Treatment 3 min read

FDA Says Yes to Yescarta

The second gene therapy approved for cancer is aimed at treating adults with certain types of non-Hodgkin lymphoma.

By Knvul Sheikh featured image Image courtesy Kite Pharma

On October 18, the Food and Drug Administration approved a second groundbreaking drug that uses patients’ own genetically modified immune cells to attack cancer.

The treatment, called Yescarta (axicabtagene ciloleucel), was developed by California-based Kite Pharma and approved for adults with relapsed diffuse large B-cell lymphoma (DLBCL), the most common aggressive form of non-Hodgkin lymphoma (NHL). While NHL is diagnosed in roughly 72,000 Americans each year, about one-third of those new cases are diffuse large B-cell lymphoma (DLBCL), in which relapse is common. Ten percent of patients have refractory disease where overall survival is counted in months.

“These are patients who are contemplating their own death at this point,” says Caron Jacobson, who helped conduct clinical trials for the treatment at the Dana-Farber Cancer Institute and Brigham and Women’s Cancer Center in Boston. “[Yescarta] is a novel way to treat them that shows great efficacy and great promise.”

Yescarta has also been approved for three other less common types of B-cell lymphoma: primary mediastinal large B-cell lymphoma, high-grade B-cell lymphoma, and DLBCL arising from follicular lymphoma.
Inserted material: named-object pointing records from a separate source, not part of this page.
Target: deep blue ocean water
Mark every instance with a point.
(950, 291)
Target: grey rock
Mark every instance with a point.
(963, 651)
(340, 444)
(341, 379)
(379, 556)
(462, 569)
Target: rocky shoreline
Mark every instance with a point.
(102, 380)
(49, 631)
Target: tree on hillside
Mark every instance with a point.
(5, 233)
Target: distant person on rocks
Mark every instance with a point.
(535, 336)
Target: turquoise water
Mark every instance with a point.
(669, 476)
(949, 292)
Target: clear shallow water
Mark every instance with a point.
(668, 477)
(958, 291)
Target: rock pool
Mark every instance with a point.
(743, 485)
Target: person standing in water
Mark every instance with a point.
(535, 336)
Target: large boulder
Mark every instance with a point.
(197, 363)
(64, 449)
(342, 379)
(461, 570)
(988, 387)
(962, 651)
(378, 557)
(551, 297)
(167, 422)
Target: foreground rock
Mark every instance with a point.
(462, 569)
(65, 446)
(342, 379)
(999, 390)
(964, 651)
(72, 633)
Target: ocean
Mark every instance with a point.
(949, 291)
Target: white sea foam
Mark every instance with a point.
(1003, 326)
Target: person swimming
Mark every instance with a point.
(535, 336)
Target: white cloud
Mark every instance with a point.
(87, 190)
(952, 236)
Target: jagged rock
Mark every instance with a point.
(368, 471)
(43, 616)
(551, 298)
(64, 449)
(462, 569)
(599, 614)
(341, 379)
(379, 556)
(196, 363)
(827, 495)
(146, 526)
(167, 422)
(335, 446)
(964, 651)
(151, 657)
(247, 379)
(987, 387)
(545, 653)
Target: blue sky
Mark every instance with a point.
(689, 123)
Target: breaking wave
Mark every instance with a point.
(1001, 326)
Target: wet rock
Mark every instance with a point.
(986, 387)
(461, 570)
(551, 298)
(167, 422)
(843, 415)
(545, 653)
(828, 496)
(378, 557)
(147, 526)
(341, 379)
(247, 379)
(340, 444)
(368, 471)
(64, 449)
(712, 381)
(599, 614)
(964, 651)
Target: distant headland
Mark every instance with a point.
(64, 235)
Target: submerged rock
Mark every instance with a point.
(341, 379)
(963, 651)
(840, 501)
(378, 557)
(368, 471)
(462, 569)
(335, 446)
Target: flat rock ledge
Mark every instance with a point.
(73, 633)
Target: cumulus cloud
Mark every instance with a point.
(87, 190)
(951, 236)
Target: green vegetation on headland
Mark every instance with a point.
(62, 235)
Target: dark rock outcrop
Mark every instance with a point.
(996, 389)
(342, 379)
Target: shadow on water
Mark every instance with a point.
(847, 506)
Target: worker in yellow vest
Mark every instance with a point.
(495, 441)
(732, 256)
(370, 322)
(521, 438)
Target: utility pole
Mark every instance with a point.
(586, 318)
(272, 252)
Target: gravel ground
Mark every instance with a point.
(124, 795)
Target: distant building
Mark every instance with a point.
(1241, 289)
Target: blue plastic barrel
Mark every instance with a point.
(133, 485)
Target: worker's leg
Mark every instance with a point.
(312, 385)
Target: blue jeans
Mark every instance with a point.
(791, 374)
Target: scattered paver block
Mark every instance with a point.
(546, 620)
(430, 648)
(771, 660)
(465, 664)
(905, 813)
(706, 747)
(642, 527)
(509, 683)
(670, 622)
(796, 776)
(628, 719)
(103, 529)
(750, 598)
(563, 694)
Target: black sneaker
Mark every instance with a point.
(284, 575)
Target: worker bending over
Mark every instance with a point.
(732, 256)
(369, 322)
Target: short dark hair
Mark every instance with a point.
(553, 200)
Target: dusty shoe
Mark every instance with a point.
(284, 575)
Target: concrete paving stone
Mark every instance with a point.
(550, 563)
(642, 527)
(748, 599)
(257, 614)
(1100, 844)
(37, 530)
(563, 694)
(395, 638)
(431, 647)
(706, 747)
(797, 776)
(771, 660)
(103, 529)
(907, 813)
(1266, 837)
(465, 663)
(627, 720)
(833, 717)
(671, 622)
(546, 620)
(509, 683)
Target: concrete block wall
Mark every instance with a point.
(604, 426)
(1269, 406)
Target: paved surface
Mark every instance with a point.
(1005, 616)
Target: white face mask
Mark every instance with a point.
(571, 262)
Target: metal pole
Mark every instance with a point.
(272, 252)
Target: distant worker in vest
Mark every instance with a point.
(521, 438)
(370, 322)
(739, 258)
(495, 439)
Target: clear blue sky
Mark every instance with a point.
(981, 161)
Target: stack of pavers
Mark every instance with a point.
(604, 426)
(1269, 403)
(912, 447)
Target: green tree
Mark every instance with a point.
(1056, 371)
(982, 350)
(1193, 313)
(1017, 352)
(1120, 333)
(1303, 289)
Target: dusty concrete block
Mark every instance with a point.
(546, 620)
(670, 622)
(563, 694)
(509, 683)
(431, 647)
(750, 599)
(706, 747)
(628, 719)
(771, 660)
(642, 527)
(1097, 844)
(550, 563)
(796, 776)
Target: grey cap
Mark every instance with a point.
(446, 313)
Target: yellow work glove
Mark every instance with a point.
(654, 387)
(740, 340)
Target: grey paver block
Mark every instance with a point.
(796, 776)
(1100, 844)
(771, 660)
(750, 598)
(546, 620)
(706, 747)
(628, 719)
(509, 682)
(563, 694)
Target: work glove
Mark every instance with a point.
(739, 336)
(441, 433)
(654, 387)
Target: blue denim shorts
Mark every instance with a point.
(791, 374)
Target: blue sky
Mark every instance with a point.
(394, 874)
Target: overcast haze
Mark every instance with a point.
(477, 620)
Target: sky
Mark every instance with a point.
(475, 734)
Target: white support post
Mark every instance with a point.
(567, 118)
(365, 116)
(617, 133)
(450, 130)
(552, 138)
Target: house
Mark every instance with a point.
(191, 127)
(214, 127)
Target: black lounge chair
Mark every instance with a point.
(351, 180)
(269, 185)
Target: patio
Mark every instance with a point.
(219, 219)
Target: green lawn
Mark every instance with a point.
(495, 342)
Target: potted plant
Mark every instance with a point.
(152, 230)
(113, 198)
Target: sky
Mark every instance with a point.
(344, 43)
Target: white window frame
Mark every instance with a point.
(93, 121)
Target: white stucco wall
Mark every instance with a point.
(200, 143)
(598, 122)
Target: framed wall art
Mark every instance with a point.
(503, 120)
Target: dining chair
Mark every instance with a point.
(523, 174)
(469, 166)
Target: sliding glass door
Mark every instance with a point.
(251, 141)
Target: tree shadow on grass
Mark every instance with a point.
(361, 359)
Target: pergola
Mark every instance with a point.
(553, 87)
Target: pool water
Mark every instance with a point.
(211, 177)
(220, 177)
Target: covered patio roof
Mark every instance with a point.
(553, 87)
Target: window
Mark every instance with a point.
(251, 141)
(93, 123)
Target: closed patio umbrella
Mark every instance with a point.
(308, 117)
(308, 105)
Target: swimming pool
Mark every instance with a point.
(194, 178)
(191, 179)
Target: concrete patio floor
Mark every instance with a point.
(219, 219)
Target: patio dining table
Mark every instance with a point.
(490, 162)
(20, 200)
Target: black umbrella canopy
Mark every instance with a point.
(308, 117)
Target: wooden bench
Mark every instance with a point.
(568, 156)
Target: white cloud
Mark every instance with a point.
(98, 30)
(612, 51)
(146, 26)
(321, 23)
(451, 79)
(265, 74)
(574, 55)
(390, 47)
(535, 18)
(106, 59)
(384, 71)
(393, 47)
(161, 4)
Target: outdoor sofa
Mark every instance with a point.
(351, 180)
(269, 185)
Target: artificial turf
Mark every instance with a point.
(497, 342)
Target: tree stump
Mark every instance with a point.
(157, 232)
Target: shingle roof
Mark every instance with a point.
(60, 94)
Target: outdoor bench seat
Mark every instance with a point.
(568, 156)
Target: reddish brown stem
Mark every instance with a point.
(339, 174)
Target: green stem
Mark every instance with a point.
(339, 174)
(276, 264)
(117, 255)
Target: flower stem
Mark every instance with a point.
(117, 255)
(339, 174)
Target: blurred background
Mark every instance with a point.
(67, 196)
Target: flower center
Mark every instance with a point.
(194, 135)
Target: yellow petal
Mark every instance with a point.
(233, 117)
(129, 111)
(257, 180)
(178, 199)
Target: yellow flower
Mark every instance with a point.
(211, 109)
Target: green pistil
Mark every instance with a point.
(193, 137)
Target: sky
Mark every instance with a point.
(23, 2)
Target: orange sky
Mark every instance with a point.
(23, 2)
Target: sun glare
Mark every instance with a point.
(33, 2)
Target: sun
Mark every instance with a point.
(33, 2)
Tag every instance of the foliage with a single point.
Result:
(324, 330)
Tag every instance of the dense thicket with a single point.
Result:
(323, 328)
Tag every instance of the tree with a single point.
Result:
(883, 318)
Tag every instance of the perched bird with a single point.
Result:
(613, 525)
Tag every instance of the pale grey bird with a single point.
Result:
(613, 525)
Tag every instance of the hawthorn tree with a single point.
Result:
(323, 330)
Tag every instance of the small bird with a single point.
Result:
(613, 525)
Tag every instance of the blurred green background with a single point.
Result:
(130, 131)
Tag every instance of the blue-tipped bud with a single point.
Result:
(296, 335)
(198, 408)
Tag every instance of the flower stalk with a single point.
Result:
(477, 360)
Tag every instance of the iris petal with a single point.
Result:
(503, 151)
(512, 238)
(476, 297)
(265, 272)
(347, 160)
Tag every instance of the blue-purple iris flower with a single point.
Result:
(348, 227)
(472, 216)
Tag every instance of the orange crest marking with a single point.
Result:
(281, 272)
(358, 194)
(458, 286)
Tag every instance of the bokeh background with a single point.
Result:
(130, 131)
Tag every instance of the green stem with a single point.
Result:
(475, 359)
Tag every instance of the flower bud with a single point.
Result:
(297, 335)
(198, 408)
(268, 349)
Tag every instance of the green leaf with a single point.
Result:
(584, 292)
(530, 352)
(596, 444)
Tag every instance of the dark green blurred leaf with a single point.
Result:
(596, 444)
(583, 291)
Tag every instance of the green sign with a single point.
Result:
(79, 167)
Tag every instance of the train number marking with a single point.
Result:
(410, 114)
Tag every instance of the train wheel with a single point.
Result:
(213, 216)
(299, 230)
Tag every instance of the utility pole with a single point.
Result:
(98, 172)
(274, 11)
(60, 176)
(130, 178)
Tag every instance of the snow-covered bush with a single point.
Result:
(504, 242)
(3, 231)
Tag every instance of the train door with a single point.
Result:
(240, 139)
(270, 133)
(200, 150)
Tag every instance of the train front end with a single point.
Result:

As part of the treatment, doctors extract some of a patient’s T cells, which are a type of white blood cells critical to the immune system, Jacobson says. The cells are then frozen and shipped to Kite, where they are genetically re-engineered to recognize and kill cancerous cells. When the modified T cells are injected back into the patient, two to four weeks later, they can attack the cancer without harming healthy cells in the rest of the body.

It’s a one-time treatment that is customized for each patient. And it comes right on the heels of the FDA’s approval of the first chimeric antigen receptor (CAR) T-cell therapy under the name Kymriah (tisagenlecleucel). Kymriah, which was developed by Novartis, got the green light to treat acute lymphoblastic leukemia in children and young adults on August 30.

“These approvals of CAR T-cell therapies — both Yescarta and Kymriah — have ushered in a new era in treatment for blood cancer, and eventually, we hope, for other types of cancers as well,” says Gwen Nichols, chief medical officer of the Leukemia and Lymphoma Society.

Yescarta was approved after a six-month multicenter trial established the treatment’s safety and efficacy. In the trial, more than 100 patients received Yescarta, and 51 percent had complete remissions, meaning that their tumors disappeared entirely. “That is a remarkable result, especially for a patient population that until now had very few options and an estimated response rate in the single digits to available therapies,” Nichols says.

But the treatment is not without risk of side effects. Like Kymriah, Yescarta can cause cytokine release syndrome (CRS) in some patients, which results in high fevers, crashing blood pressure, and neurological problems. In some cases, patients required additional treatment in an intensive care unit, Jacobson says.

Yescarta is also pretty expensive. Kite has listed its price at $373,000 per patient. “Blood cancers are expensive to treat, and the cost of many of the exciting new therapies is a burden for patients and one of the many aspects of the financial burden of cancer care,” Nichols says.

Regardless of its price, the treatment will have a huge impact on standard of patient care, Jacobson says. It’s already providing options for patients who previously may not have had any. “I’m hopeful and optimistic that this will be a technology that can expand to other cancer types,” she says.